Perguntas para fazer ao seu médico

  • O que revelou minha biópsia e qual a gravidade da minha nefropatia por IgA?
  • Qual é a minha pontuação no MEST-C e o que cada letra significa para mim?
  • Minha biópsia mostra principalmente inflamação ativa, principalmente cicatrizes, ou ambas?
  • Qual a quantidade de proteína na minha urina e qual é a meta que pretendemos atingir?
  • Minha função renal está normal agora, e como ela será monitorada?
  • Preciso de tratamento específico para a doença, ou os cuidados de suporte são suficientes por enquanto?
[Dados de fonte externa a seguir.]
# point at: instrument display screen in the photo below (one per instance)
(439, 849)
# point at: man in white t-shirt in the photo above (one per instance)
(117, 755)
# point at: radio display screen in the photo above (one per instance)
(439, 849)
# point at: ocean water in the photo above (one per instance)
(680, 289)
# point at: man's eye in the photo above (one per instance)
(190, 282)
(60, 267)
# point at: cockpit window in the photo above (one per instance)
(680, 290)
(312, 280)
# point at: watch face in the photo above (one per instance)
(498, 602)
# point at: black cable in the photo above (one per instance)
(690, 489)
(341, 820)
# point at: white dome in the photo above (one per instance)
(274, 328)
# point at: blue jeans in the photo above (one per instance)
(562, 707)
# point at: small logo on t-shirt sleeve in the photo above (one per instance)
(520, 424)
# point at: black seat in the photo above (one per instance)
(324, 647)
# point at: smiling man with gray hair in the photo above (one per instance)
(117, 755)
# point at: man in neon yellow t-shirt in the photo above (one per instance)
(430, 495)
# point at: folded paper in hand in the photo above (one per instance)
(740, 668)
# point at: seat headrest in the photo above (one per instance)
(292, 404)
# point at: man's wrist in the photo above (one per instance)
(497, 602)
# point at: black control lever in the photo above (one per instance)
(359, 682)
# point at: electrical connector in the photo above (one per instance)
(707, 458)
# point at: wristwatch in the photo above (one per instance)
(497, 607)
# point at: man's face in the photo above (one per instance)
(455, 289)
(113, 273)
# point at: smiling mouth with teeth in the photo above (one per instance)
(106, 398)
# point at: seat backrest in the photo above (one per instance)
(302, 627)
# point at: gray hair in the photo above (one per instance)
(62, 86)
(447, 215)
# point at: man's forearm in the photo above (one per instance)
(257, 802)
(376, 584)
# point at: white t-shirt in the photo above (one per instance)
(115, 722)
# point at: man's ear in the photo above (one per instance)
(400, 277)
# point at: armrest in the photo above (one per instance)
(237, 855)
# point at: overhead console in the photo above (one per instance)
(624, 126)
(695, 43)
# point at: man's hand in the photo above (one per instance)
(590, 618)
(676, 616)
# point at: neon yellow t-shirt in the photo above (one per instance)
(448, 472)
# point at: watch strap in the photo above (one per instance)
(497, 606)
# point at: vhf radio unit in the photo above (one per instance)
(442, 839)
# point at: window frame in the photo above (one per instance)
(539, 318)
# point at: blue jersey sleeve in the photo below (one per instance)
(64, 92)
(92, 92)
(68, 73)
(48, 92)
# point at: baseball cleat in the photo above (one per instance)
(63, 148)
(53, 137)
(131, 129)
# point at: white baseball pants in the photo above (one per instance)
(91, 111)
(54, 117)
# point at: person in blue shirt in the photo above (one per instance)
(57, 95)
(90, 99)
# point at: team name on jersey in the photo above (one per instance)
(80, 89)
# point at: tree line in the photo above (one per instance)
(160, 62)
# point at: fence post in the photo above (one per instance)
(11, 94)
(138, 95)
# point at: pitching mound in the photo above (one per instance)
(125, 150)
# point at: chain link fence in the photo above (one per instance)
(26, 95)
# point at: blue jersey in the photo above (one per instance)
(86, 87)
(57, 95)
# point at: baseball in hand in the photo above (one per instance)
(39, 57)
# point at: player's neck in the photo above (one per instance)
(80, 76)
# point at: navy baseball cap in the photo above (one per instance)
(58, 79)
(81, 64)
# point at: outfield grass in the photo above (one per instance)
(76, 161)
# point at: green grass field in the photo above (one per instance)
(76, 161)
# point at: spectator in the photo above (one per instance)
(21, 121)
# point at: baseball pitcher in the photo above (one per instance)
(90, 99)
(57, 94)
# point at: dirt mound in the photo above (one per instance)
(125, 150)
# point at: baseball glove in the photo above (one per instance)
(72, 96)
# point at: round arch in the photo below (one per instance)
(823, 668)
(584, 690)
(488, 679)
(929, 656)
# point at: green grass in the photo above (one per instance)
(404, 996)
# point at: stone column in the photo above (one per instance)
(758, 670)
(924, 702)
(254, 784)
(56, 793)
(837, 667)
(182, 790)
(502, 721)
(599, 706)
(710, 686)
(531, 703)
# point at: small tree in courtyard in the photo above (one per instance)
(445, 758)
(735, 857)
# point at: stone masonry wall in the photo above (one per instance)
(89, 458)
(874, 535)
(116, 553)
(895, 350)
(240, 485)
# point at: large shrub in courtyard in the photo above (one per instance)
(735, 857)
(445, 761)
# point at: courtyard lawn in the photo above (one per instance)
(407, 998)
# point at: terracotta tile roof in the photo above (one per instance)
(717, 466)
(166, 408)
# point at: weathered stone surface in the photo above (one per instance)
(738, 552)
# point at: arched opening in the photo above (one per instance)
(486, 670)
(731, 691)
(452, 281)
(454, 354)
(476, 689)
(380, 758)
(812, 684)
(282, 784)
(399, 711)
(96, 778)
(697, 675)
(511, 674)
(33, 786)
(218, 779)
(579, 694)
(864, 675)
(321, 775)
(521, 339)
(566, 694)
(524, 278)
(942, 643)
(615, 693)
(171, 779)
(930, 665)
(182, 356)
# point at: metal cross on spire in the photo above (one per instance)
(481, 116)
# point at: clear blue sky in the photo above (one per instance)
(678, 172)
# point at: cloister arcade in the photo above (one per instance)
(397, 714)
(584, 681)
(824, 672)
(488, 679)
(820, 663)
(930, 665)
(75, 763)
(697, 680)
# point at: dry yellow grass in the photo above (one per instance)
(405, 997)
  • Um tratamento mais recente, como budesonida de liberação direcionada, sparsentana ou um inibidor do complemento, seria apropriado para mim?
  • Como saberemos se o tratamento está funcionando?
  • Existem mudanças no estilo de vida, como a redução do consumo de sal, que podem ajudar a proteger meus rins?
  • Minha pressão arterial ou outras condições de saúde devem ser tratadas de forma diferente devido a esse diagnóstico?
  • Essa condição pode ser hereditária na minha família? Devo verificar se meus parentes também devem ser examinados?
  • Que sinais devem me levar a entrar em contato com você entre as consultas?